My “Haskell In Production” Story
This is the story of the problem that led to this tweet, some challenges I faced along the way, as well as the outcome. More experienced Haskell programmers may shrug because they know what the language is truly capable of, but these are the types of challenges that commercial users of Haskell have to deal with and overcome, especially when betting on the language for the first time.

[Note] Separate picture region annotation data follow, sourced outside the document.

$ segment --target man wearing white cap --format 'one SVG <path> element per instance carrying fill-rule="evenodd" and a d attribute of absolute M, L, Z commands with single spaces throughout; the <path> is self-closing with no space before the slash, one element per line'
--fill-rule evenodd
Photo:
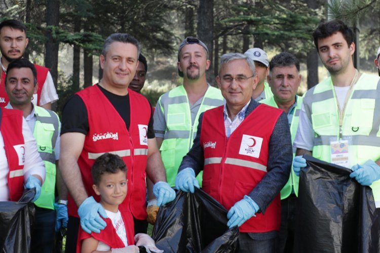
<path fill-rule="evenodd" d="M 258 83 L 252 93 L 252 98 L 256 102 L 273 96 L 268 83 L 265 78 L 269 73 L 269 61 L 267 53 L 261 49 L 258 48 L 248 49 L 244 53 L 255 63 L 256 74 L 258 76 Z"/>
<path fill-rule="evenodd" d="M 380 56 L 380 47 L 377 49 L 377 53 L 376 54 L 376 59 L 375 59 L 375 67 L 377 68 L 378 76 L 380 76 L 380 59 L 379 59 L 379 56 Z"/>

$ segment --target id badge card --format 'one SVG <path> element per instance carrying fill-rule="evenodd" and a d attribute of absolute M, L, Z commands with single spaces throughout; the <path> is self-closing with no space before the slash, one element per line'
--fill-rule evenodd
<path fill-rule="evenodd" d="M 349 139 L 330 140 L 331 163 L 347 168 L 350 167 L 349 148 L 351 142 Z"/>

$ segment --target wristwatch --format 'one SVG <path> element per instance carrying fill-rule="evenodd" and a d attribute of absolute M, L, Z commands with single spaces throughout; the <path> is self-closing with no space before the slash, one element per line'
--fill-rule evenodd
<path fill-rule="evenodd" d="M 63 199 L 60 199 L 58 200 L 58 204 L 67 205 L 67 200 L 63 200 Z"/>

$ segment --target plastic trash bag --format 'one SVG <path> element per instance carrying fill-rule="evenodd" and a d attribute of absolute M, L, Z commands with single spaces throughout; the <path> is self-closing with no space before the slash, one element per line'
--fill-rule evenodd
<path fill-rule="evenodd" d="M 35 194 L 27 190 L 18 202 L 0 201 L 0 246 L 2 252 L 30 252 L 30 226 L 35 209 L 30 201 Z"/>
<path fill-rule="evenodd" d="M 227 210 L 202 190 L 178 191 L 160 207 L 152 238 L 164 252 L 235 252 L 239 229 L 227 226 Z"/>
<path fill-rule="evenodd" d="M 352 171 L 304 155 L 294 245 L 299 252 L 379 252 L 380 219 L 372 190 Z"/>

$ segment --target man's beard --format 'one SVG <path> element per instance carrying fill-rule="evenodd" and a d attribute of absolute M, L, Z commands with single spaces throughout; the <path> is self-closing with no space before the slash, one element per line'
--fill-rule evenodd
<path fill-rule="evenodd" d="M 189 72 L 189 71 L 188 71 L 188 69 L 190 68 L 191 68 L 192 67 L 196 67 L 197 69 L 198 70 L 198 73 L 190 73 Z M 199 75 L 199 67 L 198 67 L 198 66 L 197 66 L 196 65 L 191 65 L 190 66 L 188 66 L 188 67 L 187 68 L 187 69 L 188 69 L 187 70 L 187 71 L 186 72 L 186 75 L 187 75 L 187 79 L 188 79 L 189 80 L 197 80 L 197 79 L 198 79 L 199 78 L 200 75 Z"/>

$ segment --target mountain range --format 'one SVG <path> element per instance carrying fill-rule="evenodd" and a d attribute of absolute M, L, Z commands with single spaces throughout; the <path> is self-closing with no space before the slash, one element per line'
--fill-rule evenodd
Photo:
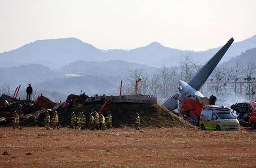
<path fill-rule="evenodd" d="M 211 43 L 211 41 L 206 42 Z M 222 43 L 224 44 L 226 42 Z M 187 54 L 194 60 L 204 62 L 221 47 L 194 52 L 166 47 L 155 42 L 133 49 L 106 50 L 97 49 L 74 38 L 40 40 L 0 54 L 0 67 L 37 64 L 56 69 L 79 60 L 102 62 L 115 60 L 155 67 L 163 65 L 169 66 L 177 65 L 180 61 L 181 57 Z M 227 61 L 254 47 L 256 47 L 256 35 L 233 44 L 222 61 Z"/>

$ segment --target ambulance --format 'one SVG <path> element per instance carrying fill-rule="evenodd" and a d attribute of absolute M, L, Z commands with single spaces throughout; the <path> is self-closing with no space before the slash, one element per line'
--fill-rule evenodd
<path fill-rule="evenodd" d="M 238 130 L 239 121 L 227 107 L 204 106 L 200 116 L 201 130 Z"/>

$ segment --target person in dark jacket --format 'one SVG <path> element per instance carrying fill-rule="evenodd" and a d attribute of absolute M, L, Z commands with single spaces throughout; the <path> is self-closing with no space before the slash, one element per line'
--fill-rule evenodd
<path fill-rule="evenodd" d="M 30 95 L 33 92 L 33 89 L 31 87 L 31 84 L 30 83 L 28 84 L 28 86 L 26 88 L 26 100 L 28 100 L 29 98 L 29 101 L 30 101 Z"/>

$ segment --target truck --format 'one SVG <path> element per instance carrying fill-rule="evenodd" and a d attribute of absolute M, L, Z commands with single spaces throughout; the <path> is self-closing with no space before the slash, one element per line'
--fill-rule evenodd
<path fill-rule="evenodd" d="M 233 112 L 238 116 L 240 125 L 250 126 L 252 129 L 256 128 L 256 100 L 236 103 L 231 106 Z"/>

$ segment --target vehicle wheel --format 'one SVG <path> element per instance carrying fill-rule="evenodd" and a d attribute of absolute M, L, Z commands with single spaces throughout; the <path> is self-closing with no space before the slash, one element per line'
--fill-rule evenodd
<path fill-rule="evenodd" d="M 220 131 L 221 130 L 221 127 L 220 127 L 220 125 L 217 125 L 216 126 L 216 130 L 217 131 Z"/>
<path fill-rule="evenodd" d="M 252 127 L 252 129 L 255 129 L 255 123 L 254 122 L 251 123 L 251 126 Z"/>
<path fill-rule="evenodd" d="M 205 128 L 204 127 L 204 125 L 203 125 L 203 124 L 201 125 L 200 128 L 201 128 L 201 130 L 205 130 Z"/>

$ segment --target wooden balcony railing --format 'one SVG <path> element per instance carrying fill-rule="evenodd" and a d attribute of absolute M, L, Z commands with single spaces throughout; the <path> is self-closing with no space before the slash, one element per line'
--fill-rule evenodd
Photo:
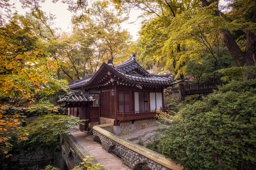
<path fill-rule="evenodd" d="M 221 82 L 211 82 L 199 83 L 189 84 L 184 85 L 186 95 L 209 93 L 213 89 L 218 89 L 217 85 L 221 85 Z"/>
<path fill-rule="evenodd" d="M 166 110 L 160 109 L 162 110 Z M 157 110 L 140 110 L 131 111 L 118 111 L 117 120 L 122 121 L 139 119 L 154 117 L 157 115 Z"/>

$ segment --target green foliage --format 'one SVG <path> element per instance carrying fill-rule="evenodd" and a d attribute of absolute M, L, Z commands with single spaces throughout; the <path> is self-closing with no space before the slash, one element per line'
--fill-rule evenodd
<path fill-rule="evenodd" d="M 255 79 L 256 77 L 256 67 L 232 67 L 216 71 L 224 75 L 221 80 L 226 82 L 232 80 Z"/>
<path fill-rule="evenodd" d="M 93 156 L 86 156 L 86 158 L 83 159 L 84 161 L 80 163 L 82 165 L 75 167 L 74 170 L 102 170 L 105 165 L 100 163 L 93 162 Z"/>
<path fill-rule="evenodd" d="M 29 139 L 29 143 L 50 144 L 56 142 L 59 135 L 69 133 L 68 129 L 80 125 L 82 120 L 67 116 L 48 114 L 40 116 L 19 129 L 18 142 Z"/>
<path fill-rule="evenodd" d="M 48 114 L 57 112 L 58 107 L 51 104 L 49 101 L 43 101 L 31 106 L 27 111 L 35 112 L 37 114 Z"/>
<path fill-rule="evenodd" d="M 233 69 L 221 72 L 230 74 Z M 255 162 L 256 79 L 237 73 L 218 91 L 186 105 L 170 117 L 170 127 L 156 150 L 186 170 L 244 169 Z"/>
<path fill-rule="evenodd" d="M 139 145 L 143 146 L 144 146 L 144 142 L 141 138 L 140 138 L 138 140 L 138 142 L 137 143 Z"/>

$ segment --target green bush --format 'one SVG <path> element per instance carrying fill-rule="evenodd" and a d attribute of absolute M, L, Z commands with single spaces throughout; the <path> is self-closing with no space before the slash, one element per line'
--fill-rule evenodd
<path fill-rule="evenodd" d="M 238 74 L 180 109 L 156 150 L 185 170 L 245 169 L 256 162 L 256 80 Z"/>

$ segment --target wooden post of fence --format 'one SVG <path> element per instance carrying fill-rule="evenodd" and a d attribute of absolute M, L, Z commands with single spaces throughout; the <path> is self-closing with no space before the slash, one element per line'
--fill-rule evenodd
<path fill-rule="evenodd" d="M 179 86 L 180 86 L 180 93 L 181 94 L 181 95 L 183 98 L 183 99 L 181 99 L 181 100 L 182 100 L 186 96 L 186 91 L 185 90 L 185 88 L 184 88 L 184 84 L 180 83 L 179 84 Z"/>

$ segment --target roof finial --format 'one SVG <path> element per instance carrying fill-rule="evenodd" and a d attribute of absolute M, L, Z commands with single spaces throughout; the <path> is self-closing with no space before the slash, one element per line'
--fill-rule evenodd
<path fill-rule="evenodd" d="M 135 57 L 136 57 L 136 55 L 135 54 L 132 54 L 132 59 L 134 60 L 135 60 Z"/>

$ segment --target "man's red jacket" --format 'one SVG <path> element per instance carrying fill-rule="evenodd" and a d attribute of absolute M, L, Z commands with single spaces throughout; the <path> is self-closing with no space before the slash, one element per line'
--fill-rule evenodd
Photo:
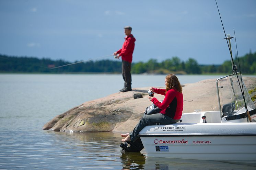
<path fill-rule="evenodd" d="M 125 40 L 123 45 L 121 49 L 117 51 L 119 55 L 122 56 L 122 60 L 131 63 L 132 60 L 132 53 L 134 50 L 135 43 L 136 41 L 135 38 L 133 37 L 132 34 L 127 36 L 125 38 Z"/>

There intentionally aren’t many technical details in this post. I may write up a few deep dives separately.
Unlocking Business Data
Salesforce is the business system of record for much of my company’s data. That makes it an important system but unfortunately not an easy one for our own SaaS platform to interface with day-to-day. Fortunately, most of the time our backend developers just need to search or read the values of a few Salesforce objects. Bi-directional integrations, those that require reading from and writing to Salesforce, are rare. Even still, untangling the Salesforce APIs, dealing with authorization issues, and handling integration errors can feel like a huge burden when all you want is a little bit of data.
It is also interesting that most of the time we don’t need live data. We need a reasonably up-to-date view, but if this lagged Salesforce by a few minutes that would be fine. This intuition suggested that we could look for a reliable way to replicate data from Salesforce into our own backend. Given a read-only replica of Salesforce data in, say, a PostgreSQL database, we could query and work with the objects in a more natural way. Our backend developers would still be exposed to the Salesforce data model but they could stay focused on the business logic within their own code. They would not have to worry about the technical details of API integrations. This reliable data replication capability would just become a foundational building block in a larger solution.

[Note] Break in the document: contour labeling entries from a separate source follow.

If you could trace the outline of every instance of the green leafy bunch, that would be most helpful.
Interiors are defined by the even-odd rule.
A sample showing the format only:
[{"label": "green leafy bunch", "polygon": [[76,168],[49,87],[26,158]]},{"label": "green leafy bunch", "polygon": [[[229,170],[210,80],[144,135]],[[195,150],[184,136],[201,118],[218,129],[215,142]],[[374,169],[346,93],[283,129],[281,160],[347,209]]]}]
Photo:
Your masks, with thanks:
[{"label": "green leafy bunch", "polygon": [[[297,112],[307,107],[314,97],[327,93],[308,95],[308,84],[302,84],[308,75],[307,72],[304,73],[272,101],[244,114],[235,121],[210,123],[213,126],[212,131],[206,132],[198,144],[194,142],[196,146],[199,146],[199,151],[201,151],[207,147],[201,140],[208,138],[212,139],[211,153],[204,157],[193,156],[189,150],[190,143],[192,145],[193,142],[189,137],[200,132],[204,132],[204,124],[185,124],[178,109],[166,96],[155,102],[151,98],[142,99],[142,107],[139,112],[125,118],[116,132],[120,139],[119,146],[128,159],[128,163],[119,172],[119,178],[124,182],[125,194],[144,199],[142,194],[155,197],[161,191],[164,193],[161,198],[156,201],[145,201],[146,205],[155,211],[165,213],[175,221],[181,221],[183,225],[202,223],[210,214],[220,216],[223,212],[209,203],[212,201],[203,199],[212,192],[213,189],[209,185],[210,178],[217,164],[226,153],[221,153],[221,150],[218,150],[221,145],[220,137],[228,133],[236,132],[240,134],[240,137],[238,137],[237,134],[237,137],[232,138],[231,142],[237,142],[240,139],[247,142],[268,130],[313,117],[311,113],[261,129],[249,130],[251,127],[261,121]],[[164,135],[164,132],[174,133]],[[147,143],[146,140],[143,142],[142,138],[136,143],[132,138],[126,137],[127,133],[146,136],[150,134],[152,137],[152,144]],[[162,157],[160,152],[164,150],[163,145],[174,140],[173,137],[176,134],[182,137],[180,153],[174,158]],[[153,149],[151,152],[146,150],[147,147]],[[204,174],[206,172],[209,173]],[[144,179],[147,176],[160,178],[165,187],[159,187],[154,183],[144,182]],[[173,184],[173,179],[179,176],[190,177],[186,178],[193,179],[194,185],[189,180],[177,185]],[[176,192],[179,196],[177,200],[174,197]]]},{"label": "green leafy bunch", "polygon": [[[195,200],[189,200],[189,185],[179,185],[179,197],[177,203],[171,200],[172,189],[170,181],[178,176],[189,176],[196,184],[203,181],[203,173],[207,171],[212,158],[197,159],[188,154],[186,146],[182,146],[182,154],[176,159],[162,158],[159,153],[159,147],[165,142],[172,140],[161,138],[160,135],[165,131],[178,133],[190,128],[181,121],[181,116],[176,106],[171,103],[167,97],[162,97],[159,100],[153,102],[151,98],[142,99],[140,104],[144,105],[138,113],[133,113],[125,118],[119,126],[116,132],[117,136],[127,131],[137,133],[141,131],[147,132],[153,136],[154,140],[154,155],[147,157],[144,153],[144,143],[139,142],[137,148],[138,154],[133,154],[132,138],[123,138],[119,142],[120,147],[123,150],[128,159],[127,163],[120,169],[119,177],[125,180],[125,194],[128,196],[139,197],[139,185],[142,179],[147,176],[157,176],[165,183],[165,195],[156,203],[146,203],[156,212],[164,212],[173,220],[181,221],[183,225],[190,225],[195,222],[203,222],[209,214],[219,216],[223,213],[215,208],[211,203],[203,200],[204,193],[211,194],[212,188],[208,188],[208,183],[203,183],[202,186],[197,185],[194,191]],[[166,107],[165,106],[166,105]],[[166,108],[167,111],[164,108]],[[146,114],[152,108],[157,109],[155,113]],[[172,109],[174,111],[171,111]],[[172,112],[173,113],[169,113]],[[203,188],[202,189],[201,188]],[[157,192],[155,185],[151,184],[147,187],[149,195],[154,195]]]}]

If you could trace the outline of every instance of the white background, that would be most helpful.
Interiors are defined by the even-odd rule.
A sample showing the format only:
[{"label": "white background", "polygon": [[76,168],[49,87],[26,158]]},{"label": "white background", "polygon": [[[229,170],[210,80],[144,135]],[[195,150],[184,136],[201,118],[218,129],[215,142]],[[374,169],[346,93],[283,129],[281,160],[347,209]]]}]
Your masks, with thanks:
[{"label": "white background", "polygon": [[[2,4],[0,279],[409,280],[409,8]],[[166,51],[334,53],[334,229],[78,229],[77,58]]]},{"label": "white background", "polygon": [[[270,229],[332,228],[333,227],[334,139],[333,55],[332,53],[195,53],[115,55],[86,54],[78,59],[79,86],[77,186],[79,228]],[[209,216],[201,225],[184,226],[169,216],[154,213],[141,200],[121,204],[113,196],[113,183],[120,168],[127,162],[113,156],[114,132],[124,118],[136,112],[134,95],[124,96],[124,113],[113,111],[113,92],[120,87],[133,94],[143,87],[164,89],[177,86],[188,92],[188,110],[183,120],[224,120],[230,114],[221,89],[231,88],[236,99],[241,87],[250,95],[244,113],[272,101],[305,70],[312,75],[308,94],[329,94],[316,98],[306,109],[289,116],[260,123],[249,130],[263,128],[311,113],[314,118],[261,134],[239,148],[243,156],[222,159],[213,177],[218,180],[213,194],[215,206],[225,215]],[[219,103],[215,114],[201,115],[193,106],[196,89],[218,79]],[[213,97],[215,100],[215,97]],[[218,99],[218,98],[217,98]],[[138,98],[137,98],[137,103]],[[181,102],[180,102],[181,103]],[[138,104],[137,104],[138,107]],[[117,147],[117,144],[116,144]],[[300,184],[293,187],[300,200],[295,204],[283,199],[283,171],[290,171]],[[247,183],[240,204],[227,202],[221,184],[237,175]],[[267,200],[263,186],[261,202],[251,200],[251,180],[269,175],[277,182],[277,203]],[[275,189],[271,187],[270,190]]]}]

As simple as it sounds, there are still surprising complexities in building this.
In order to replicate Salesforce data, we need to use two of their APIs: the “async” API and the REST API. The former provides batch-style access to bulk data, useful for initial replication or rebuilding replicas after critical errors. Among other things, the latter provides near real-time notifications of updated and deleted records, useful for keeping replicas up-to-date.

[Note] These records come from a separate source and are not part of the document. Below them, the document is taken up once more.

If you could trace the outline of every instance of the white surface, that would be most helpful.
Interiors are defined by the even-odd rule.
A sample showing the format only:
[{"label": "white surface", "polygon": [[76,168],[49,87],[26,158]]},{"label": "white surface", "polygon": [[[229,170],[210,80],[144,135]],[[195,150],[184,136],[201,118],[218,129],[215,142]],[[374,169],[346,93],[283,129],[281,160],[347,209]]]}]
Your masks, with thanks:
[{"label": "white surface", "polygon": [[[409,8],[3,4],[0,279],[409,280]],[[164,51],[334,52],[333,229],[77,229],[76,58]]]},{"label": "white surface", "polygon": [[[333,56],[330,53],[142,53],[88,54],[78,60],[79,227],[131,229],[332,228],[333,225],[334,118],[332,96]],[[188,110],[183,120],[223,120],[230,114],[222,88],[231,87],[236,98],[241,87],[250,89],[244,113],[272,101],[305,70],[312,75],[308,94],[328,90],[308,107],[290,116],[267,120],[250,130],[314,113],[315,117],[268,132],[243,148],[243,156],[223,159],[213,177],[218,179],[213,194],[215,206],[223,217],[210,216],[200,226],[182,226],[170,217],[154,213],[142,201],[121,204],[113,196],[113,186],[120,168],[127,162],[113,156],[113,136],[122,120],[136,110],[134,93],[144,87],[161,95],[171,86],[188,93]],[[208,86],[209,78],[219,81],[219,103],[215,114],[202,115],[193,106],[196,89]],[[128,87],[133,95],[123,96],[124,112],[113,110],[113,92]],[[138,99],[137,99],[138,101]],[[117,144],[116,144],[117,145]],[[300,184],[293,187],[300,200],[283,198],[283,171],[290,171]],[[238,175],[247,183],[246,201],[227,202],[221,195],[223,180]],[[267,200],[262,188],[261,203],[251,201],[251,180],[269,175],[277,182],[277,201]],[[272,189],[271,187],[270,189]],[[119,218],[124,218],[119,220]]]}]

Both APIs use security tokens for authorization and these must be periodically obtained via OAuth2.
Both APIs return JSON representations of the underlying Salesforce objects, but, as we’ll see, there are some subtle differences between the two representations and these have to be reconciled.
Our backend developers may not need live data but they do need confidence that the data is correct. Replication error handling needs to be well thought out.
Finally, systems tend to break at their integration points so we need good monitoring and visibility into status and whatever errors do occur. This integration is an important production system in its own right.
Why Haskell?
Golang is our de facto standard backend language. I made this choice a couple of years ago. We standardized on Go before starting our SaaS development. All of our backend services are written in Go and it is a popular choice in other areas, e.g. for CLI tools and utilities. Go would normally be the automatic choice for a problem like this. As much as I’m not a fan of the actual language, I admit that it is easy to be productive in the Go ecosystem and when thinking about this problem I felt I could see the solution in my mind’s eye. It would be no big deal to write and maybe kind of boring.
But I’ve had an interest in Haskell for a long time, for over a decade. I got interested in Erlang around 2006, discovered functional programming, and read somewhere that, “if you really want to understand functional programming, then you should look at Haskell”. So I did, and I never went back to playing with Erlang. I’ve used Haskell for personal projects but never at work.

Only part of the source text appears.